Algumas marcas iam mais além, a Skol, hoje tentando entrar no mercado cervejeiro premium com a Skol Hops e a Skol Puro malte, lançou em 2015 uma campanha de carnaval com diversas frases como “Topo antes de saber a pergunta”, “Tô na sua, mesmo sem saber qual é a sua” e “Esqueci o não em casa”. Tal campanha teve uma reação imediata de grupos femininos que rejeitaram tal objetivação da mulher na propaganda. Outro exemplo clássico é da Conti Bier, que idealizava um paraíso onde lindas mulheres serviam a cerveja a um rapaz. E alguém se lembra do “Vem verão?”, pois então.

São quase nulas as marcas de cerveja de massa que escapam dessa objetivação das mulheres nessa época.

Hoje

Com a mudança de hábitos e o revigoramento das cervejas artesanais a mulher começou a retornar para o mundo cervejeiro. Ditando seu papel, independente de gênero, ela está presente em todas as áreas do meio cervejeiro, como administradora, cervejeira, sommeliere, enfim em todos os campos. Em um meio ainda predominantemente masculino, a mulher tem tido um espaço fundamental para a revolução cervejeira.

Para se ter uma ideia, o número de homens em relação às mulheres que consumiam cerveja no início do século XX era o dobro. Já no início do século XXI e nos dias de hoje esse número chega a se igualar. Se percebermos bem, o primeiro dado do início do século XX é idêntico ao reinício da retomada da mulher no meio cervejeiro. No meio das cervejas artesanais estima-se que as mulheres são mais de 20% desse mercado consumidor e continua crescendo.

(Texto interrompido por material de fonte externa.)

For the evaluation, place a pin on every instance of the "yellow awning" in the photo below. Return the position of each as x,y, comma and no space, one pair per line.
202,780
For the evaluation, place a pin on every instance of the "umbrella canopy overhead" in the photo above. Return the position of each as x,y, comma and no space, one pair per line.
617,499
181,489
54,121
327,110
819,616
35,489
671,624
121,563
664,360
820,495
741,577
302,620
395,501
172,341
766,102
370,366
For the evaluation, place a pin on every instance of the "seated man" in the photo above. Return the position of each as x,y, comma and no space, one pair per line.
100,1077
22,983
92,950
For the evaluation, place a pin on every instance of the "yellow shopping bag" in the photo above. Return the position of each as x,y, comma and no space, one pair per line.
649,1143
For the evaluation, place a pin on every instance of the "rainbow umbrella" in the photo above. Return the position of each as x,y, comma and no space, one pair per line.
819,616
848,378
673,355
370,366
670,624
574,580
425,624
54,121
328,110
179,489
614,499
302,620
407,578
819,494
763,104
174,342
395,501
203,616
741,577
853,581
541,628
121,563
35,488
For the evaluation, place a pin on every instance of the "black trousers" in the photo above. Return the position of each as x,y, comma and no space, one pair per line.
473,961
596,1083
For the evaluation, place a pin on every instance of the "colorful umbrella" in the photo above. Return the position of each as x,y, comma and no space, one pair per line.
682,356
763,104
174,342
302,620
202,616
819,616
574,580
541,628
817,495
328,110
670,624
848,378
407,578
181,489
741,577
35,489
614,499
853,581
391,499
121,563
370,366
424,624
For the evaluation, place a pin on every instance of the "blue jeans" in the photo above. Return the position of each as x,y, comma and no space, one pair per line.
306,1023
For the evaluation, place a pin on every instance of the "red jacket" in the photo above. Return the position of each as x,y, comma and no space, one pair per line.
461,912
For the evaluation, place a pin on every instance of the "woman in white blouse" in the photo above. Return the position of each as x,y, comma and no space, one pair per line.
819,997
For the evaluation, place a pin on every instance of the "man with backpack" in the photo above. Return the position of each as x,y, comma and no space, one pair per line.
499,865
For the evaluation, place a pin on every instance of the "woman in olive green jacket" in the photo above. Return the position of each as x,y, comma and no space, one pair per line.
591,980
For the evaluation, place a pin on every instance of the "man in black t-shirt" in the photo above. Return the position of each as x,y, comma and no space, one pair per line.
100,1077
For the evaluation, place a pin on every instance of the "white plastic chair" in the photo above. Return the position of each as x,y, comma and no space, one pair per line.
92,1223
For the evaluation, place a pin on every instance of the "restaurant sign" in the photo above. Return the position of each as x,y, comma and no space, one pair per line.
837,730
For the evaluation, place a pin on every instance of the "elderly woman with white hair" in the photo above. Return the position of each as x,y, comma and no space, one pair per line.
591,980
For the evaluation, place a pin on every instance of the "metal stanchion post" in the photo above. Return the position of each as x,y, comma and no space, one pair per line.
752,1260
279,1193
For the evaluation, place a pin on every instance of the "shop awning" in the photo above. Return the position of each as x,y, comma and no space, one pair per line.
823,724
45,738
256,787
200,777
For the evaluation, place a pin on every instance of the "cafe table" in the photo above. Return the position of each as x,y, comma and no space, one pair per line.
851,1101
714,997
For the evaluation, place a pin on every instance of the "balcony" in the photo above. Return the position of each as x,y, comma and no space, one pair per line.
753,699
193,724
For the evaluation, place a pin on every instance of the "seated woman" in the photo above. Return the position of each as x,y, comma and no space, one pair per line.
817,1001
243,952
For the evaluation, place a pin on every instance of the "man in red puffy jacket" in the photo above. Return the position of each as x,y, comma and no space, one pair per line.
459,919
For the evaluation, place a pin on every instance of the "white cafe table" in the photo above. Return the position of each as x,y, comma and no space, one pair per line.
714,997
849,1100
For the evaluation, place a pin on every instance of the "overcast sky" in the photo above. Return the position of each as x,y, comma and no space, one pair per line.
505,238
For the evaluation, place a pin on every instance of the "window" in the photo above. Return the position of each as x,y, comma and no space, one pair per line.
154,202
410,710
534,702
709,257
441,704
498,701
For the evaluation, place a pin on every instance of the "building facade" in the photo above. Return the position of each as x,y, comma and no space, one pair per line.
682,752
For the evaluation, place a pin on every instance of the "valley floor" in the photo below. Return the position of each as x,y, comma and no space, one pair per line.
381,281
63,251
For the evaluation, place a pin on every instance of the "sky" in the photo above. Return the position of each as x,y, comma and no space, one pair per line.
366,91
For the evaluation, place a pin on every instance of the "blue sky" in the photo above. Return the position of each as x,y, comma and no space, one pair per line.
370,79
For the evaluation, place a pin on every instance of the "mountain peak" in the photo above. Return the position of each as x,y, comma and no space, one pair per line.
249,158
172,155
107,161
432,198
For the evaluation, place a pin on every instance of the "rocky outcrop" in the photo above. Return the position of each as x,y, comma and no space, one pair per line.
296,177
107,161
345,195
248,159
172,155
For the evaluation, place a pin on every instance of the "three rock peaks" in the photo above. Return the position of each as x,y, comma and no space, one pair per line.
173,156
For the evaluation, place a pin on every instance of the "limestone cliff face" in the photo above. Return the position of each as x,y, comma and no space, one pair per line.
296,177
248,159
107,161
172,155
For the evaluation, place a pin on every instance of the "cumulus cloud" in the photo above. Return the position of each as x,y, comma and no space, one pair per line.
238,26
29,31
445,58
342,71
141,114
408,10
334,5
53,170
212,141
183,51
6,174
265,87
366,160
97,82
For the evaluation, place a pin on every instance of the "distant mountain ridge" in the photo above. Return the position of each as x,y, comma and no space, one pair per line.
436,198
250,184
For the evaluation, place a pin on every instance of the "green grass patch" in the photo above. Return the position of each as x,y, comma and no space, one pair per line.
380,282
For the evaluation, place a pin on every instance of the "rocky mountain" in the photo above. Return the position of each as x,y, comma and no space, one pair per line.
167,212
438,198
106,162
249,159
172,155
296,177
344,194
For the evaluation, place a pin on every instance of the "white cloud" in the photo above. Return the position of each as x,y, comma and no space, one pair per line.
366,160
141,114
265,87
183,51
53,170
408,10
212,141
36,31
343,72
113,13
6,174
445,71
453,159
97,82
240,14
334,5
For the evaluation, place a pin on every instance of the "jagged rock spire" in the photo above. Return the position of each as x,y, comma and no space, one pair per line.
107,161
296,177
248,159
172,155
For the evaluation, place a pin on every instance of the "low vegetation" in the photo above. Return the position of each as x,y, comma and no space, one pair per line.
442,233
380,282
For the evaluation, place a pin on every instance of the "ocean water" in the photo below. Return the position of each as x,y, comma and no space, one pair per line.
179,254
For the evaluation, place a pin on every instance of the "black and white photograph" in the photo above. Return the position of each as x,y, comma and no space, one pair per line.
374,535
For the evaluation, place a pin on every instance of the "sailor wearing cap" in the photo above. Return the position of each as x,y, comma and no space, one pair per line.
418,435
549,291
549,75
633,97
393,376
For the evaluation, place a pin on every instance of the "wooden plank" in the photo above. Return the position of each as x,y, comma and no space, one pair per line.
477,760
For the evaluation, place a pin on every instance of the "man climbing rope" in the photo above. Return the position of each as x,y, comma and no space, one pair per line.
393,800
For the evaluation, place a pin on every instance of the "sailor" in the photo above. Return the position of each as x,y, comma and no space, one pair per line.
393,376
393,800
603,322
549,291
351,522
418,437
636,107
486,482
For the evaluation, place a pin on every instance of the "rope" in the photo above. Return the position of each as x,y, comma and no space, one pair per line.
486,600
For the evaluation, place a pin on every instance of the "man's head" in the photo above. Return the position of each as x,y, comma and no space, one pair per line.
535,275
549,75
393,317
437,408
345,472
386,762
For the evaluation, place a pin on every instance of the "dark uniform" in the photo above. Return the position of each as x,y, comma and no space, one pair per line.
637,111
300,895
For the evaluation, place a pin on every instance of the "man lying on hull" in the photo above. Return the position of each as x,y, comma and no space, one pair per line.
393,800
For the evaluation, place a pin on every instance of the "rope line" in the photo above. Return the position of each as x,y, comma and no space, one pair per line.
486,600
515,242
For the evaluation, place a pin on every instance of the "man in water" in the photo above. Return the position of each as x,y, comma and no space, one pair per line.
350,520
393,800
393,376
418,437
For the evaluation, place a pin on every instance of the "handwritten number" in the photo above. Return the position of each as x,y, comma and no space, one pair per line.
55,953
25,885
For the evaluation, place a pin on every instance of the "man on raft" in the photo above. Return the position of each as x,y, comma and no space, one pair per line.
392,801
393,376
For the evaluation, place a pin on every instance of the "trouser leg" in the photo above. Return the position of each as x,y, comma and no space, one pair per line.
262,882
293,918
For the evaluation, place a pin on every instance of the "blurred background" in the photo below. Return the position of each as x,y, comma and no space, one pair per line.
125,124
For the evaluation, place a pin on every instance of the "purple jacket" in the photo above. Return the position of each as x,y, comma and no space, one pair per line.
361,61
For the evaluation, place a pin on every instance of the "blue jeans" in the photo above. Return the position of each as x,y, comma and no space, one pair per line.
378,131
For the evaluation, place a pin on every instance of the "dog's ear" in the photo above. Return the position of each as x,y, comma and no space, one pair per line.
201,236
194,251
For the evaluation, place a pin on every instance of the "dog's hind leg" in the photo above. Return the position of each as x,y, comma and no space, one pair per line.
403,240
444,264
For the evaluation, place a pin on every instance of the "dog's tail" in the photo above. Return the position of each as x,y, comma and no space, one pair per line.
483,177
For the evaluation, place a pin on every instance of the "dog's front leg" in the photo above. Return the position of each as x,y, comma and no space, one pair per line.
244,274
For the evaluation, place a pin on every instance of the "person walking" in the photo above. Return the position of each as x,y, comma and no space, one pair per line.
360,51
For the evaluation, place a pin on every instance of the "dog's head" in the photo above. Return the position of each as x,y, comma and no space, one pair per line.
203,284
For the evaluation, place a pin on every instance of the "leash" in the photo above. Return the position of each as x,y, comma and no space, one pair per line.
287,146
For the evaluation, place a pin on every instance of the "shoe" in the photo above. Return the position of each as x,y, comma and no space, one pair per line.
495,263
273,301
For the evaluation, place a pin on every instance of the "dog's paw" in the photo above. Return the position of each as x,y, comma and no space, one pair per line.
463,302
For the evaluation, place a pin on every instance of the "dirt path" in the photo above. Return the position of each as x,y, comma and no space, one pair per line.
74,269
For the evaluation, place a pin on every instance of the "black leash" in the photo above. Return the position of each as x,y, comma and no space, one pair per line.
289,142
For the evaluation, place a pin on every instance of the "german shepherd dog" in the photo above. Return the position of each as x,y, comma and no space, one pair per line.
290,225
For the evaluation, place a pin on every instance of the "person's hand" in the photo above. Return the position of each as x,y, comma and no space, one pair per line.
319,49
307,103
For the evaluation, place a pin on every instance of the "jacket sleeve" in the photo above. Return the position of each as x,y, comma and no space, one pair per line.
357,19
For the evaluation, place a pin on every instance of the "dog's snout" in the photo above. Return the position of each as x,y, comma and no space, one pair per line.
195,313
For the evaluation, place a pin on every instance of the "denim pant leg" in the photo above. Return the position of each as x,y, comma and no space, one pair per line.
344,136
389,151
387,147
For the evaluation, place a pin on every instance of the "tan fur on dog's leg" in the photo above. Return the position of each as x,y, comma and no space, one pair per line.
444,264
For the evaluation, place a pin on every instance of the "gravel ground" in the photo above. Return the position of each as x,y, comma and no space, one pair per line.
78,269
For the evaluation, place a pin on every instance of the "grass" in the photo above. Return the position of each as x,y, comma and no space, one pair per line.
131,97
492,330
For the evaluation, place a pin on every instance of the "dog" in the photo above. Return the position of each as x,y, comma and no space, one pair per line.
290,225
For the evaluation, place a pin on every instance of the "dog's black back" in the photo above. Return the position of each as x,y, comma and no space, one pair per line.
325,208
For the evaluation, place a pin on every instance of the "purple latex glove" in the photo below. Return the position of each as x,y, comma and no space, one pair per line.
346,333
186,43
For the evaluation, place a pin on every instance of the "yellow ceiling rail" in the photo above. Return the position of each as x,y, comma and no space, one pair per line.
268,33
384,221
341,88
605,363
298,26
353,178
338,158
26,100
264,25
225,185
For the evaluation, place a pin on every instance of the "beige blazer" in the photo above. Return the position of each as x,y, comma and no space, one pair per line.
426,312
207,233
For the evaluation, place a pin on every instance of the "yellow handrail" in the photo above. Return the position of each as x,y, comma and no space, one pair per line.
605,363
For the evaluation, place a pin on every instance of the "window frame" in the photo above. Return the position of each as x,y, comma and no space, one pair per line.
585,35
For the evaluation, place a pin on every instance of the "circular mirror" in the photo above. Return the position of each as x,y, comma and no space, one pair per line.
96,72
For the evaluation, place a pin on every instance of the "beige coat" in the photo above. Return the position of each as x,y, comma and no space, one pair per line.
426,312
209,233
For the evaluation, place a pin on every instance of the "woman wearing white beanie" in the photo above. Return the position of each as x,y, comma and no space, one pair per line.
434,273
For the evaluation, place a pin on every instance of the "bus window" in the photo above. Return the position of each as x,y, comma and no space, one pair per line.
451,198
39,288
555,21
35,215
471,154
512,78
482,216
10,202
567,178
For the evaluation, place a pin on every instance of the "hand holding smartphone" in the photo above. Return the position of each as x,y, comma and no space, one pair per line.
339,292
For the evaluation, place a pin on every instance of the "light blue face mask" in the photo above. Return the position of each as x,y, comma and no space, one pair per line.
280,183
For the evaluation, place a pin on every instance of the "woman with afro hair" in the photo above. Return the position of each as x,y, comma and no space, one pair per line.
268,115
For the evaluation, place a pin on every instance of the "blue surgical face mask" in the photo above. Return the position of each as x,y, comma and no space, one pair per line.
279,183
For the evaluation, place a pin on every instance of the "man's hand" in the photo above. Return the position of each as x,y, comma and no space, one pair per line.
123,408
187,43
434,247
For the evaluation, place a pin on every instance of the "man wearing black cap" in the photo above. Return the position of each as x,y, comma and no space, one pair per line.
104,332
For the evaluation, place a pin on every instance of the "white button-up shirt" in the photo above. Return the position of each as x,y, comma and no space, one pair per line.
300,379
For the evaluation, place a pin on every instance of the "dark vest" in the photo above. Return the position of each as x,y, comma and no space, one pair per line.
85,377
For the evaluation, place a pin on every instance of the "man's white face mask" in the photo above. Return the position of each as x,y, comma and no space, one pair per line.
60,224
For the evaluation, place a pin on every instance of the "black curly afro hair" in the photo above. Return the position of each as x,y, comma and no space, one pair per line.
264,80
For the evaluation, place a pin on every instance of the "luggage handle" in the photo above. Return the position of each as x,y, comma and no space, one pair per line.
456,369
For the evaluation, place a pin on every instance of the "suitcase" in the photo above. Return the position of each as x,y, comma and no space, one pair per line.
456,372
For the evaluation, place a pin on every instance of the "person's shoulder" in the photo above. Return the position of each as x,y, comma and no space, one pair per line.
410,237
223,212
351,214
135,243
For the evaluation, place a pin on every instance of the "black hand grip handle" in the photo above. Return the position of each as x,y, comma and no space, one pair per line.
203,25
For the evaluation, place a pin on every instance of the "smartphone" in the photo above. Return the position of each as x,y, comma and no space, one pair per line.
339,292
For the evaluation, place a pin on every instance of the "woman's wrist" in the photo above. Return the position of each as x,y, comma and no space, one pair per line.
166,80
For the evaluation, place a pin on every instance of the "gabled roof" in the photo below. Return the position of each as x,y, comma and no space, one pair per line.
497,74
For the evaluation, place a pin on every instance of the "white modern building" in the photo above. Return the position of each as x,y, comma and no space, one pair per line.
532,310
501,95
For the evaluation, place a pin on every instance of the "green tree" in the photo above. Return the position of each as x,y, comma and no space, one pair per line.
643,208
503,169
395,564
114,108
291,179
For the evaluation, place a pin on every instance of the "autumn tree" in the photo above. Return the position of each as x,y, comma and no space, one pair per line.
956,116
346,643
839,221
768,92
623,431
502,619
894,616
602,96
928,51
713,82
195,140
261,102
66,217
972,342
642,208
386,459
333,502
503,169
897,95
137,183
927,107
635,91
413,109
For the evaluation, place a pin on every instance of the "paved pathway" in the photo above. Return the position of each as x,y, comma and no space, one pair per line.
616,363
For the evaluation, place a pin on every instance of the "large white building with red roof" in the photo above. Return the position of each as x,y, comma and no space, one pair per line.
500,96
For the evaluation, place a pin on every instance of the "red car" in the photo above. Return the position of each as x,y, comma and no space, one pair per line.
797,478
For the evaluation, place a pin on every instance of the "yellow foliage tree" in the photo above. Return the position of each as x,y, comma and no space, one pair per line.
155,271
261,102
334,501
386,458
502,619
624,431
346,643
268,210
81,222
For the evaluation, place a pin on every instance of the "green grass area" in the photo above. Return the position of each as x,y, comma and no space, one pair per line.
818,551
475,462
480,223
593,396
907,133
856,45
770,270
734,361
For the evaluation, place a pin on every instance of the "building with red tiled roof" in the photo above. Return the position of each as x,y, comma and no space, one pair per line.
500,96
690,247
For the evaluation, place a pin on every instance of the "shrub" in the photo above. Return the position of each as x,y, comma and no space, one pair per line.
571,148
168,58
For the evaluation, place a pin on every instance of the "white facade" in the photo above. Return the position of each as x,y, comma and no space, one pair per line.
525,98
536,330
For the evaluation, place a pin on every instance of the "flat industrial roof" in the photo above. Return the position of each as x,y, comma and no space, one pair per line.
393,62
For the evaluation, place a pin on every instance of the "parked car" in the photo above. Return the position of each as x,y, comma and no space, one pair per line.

Não é uma disputa de sexo, mas estamos vivendo um novo momento. Um momento de resgate de valores abafados, perdidos ao longo de séculos, e esses valores têm sido resgatados pelos trabalhos de muitas meninas que tem dado exemplos de que mulheres, como homens, querem qualidade no que estão experimentando e produzindo. Mas mais do que isso, é o reconhecimento e a valorização de todo o trabalho e a importância que a mulher sempre teve no meio cervejeiro. Nada de mais está acontecendo além do que ver a mulher retomar o lugar que sempre fora seu.